What Is A Hokkaido Milk Tart And What Does It Taste Like?

The world of miniature custard tarts is a vast one. Practically every country has its own spin on the classic confection — whether it's Portugal's pastel de nata or South Africa's melktert — and Japan has created a twist on the tart that's here to stay. Hokkaido milk tarts, also commonly known as Hokkaido cheese tarts, are Japan's entry into the custard-tart arena. Lactose intolerants beware: These dairy-filled delights are similar to their cousins in size and appearance but stand out in a few noteworthy ways.

Hokkaido milk tarts always use milk from dairy cows bred and farmed on the northern island of Hokkaido. Their distinctive milk gives these tarts their signature taste, and it also lends its properties to the second element that makes these tarts unique: cheese. The tart's creamy filling is partially composed of a cheesy mousse made from a cream cheese blend containing milk from Hokkaido cows. These elements work together to create creaminess, tanginess, and a bit of saltiness that set Hokkaido milk tarts apart from other popular custard-tart varieties.

What makes Hokkaido milk special?

To properly understand Hokkaido milk tarts, you must also understand what Hokkaido milk is and what sets it apart from your average carton. Hokkaido, Japan's northernmost island, has vast tracts of fertile, pristine grassland where its cows freely graze, and the country's dairy industry, rather than using a more industrial farming approach, takes full advantage of these areas. If you're at all familiar with top-class wagyu beef, you know that farmhands tend their cows with extra care and attention to ensure they produce a premium product. Likewise, the result from Hokkaido's free-roaming dairy cows is velvety, rich milk with a natural sweetness that has earned worldwide praise for its taste.

Hokkaido now produces about 50% of the milk consumed in Japan, as the product has grown in popularity over the years. With that popularity comes an increased demand for other dairy products made from Hokkaido milk, including ice cream, cheese, butter, and more. You can even find Hokkaido milk specialty shops in America, as well as menus boasting their use of the product by including "Hokkaido milk" in the name.
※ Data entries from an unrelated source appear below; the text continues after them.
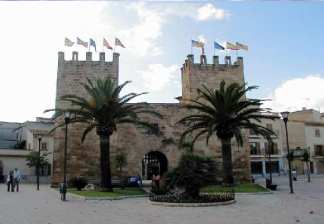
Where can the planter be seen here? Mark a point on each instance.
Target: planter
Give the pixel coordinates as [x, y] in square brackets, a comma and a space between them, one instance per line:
[180, 200]
[167, 204]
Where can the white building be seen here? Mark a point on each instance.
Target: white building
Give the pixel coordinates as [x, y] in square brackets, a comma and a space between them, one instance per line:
[17, 140]
[259, 146]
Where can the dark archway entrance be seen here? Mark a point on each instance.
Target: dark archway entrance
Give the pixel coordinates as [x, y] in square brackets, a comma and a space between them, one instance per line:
[154, 162]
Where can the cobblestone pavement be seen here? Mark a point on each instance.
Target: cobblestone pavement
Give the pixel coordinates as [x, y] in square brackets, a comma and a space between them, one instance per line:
[44, 207]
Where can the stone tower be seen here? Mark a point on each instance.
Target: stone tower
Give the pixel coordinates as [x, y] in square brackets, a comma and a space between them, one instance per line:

Where to buy Hokkaido milk tarts

Even if you're not located in Japan, several brands, like Hokkaido Baked Cheese Tart, can send you these delicate delights pre-cooked or frozen so you can enjoy them how you like. Popular conveyor-belt sushi chain Kura also includes Hokkaido milk tarts on its menu, for those fortunate enough to live near one.

If you happen to visit or live in Japan and want to try Hokkaido milk tarts, you're in the right place. Since the craze kicked off in the early 2000s, several branches across the country have popped up to serve the masses, such as Bake, Pablo, and Cheese Craft Works. Most brands specializing in milk tarts also have stores in Tokyo, so the majority of tourists who visit the country need only look up which one is nearest them in Japan's capital city. Of course, if you're on a real milk-tart pilgrimage, no place is a safer bet than the city of Sapporo in Hokkaido itself. There, you'll likely find many locally made tarts that use only the freshest Hokkaido milk.